A Comunidade Intermunicipal da Beira defende que a transição energética deve decorrer de forma equilibrada, com respeito pelo ordenamento do território, pelo ambiente, pela biodiversidade e geodiversidade, pelo potencial produtivo dos espaços agro-florestais e pela qualidade de vida, quer de quem habita, como de quem visita o território.

“A Beira Baixa distingue-se por ser palco de paisagens naturais únicas e habitat de valores naturais excepcionais, que justificam a classificação de partes significativas do seu território com diferentes e importantes estatutos – paisagem protegida, monumento natural, reserva natural, parque natural, zona especial de conservação, zona de protecção especial, geoparque mundial, reserva da biosfera – a que se somam o território Terras do Lince (Carta Europeia de Turismo Sustentável) e duas biorregiões (Idanha e Lusitânia)”, recorda a entidade intermunicipal numa nota citada pela Lusa.


A Comunidade Intermunicipal refere que o parecer desfavorável teve em conta a significativa e contínua extensão da área que se prevê artificializar, as consequências nefastas, dada a escala da instalação, sobre outros usos do território e os impactos não negligenciáveis sobre os espaços de conservação e de produção abrangidos, os habitats e espécies de fauna e flora protegidas.

Alternativas sustentáveis

A associação Zero defende que há cinco anos alerta para a necessidade de ordenar as actividades de produção de energia renovável e identificar áreas que evitem consequências significativas na paisagem, nos valores naturais e que beneficiem de aceitação social e de partilha de benefícios.

“Portugal precisa de eliminar o consumo de combustíveis fósseis, mas o foco em mega-centrais pode estar a desvirtuar outras frentes necessárias da transição energética: aposta na eficiência energética, nas comunidades de energia e mobilidade”, defendem os especialistas da Zero.

A Zero defende que a central Sophia ilustra bem uma estratégia de descarbonização desequilibrada e teme que “a enorme contestação que se está a gerar à volta deste megaprojecto possa criar um ambiente social desfavorável à aceitação das energias renováveis em Portugal”.

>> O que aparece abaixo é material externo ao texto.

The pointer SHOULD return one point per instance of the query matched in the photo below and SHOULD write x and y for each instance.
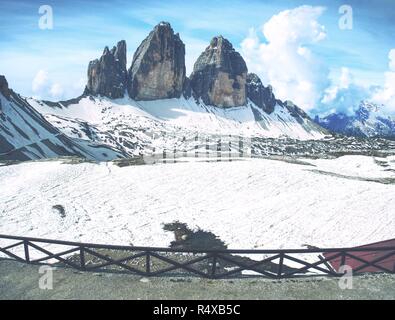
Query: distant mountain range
(369, 120)
(153, 106)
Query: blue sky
(334, 71)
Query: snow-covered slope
(132, 127)
(25, 134)
(369, 120)
(257, 203)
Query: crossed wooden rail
(205, 263)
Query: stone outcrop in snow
(219, 75)
(260, 95)
(158, 67)
(107, 76)
(4, 90)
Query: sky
(322, 55)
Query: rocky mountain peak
(4, 89)
(260, 95)
(158, 67)
(219, 75)
(107, 76)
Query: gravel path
(20, 281)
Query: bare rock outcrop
(219, 75)
(158, 67)
(4, 89)
(260, 95)
(107, 76)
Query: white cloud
(40, 81)
(391, 56)
(343, 95)
(56, 90)
(285, 61)
(385, 95)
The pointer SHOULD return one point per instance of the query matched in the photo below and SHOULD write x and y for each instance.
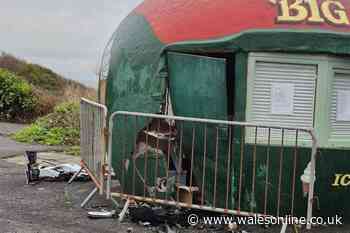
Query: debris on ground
(36, 172)
(102, 214)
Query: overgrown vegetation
(61, 127)
(48, 88)
(17, 99)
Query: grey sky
(67, 35)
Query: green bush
(17, 100)
(62, 127)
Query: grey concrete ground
(53, 207)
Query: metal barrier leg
(126, 207)
(284, 228)
(75, 176)
(88, 198)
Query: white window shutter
(302, 79)
(340, 128)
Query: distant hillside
(50, 88)
(39, 76)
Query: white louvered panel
(303, 77)
(341, 81)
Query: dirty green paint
(133, 85)
(189, 79)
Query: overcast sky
(67, 36)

A FAPAS, por sua vez, afirma que “a transição energética não pode ocorrer a qualquer custo e exige a suspensão imediata do processo de licenciamento e a adopção de alternativas mais sustentáveis, como projectos solares distribuídos em áreas menos sensíveis (como telhados em zonas industriais e urbanas ou em infra-estruturas como auto-estradas)”.

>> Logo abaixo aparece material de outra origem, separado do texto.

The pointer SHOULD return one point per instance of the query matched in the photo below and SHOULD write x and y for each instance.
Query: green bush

A plataforma Juntos pelo Divor assume uma posição semelhante. “Numa região como esta, são possíveis projectos de parques solares fotovoltaicos com uma dimensão que não prejudique a biodiversidade, a paisagem, o património e a qualidade de vida das populações, utilizando prioritariamente zonas degradadas, industriais ou já artificializadas e nunca áreas rurais vivas e com ecossistemas sensíveis”, refere a nota da plataforma.

“Não compreendemos nem concordamos que continue a aceitar-se a submissão de projectos com esta dimensão sem que esteja publicado o anunciado Mapa Verde”, questionam ainda, referindo-se à proposta do Governo para designar áreas preferenciais para a produção de renováveis.

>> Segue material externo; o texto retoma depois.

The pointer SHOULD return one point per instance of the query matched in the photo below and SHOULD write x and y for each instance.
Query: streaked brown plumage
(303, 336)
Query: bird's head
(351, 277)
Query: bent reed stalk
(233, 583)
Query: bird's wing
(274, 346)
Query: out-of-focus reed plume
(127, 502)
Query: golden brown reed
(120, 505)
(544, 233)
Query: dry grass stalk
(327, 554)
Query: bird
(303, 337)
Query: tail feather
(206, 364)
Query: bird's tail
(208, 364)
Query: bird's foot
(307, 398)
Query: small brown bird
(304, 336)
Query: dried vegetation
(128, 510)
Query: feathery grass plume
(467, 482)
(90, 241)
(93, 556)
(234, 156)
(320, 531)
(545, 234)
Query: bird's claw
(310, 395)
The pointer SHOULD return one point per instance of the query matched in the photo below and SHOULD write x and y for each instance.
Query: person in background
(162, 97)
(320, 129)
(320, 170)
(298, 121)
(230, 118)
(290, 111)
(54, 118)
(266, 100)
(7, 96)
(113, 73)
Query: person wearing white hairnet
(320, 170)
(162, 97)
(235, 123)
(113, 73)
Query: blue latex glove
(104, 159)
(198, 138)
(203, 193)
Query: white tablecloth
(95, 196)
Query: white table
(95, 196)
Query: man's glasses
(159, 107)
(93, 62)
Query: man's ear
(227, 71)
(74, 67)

No entender da Juntos pelo Divor, “são possíveis projectos que não colidam com actividades económicas sustentáveis, que geram emprego e fixam trabalhadores, como é o caso da agricultura, da pecuária, do turismo em espaço rural, do turismo de natureza e do turismo cultural”.

BE questiona Comissão Europeia

Há uma semana, a deputada do Bloco de Esquerda (BE), Catarina Martins, afirmou numa nota imprensa: “Não precisamos destes grandes parques de painéis fotovoltaicos com um impacto tão brutal ao nível ambiental, que arruínam terrenos agrícolas e com consequências tão graves para as populações daquelas regiões, sobretudo quando podemos ter energia solar descentralizada que faz baixar a conta da luz para toda a gente.”

“A transição energética tem de ser feita com as pessoas e não contra as pessoas”, acrescentou Catarina Martins.

A deputada do BE também questionou a Comissão Europeia quanto à legitimidade deste projecto dentro das normas europeias a nível ambiental, nomeadamente a Directiva Habitats e a Directiva das Aves, a estratégia do Pacto Ecológico Europeu e ainda os critérios de sustentabilidade e uso eficiente dos solos e o princípio da não-regressão ambiental.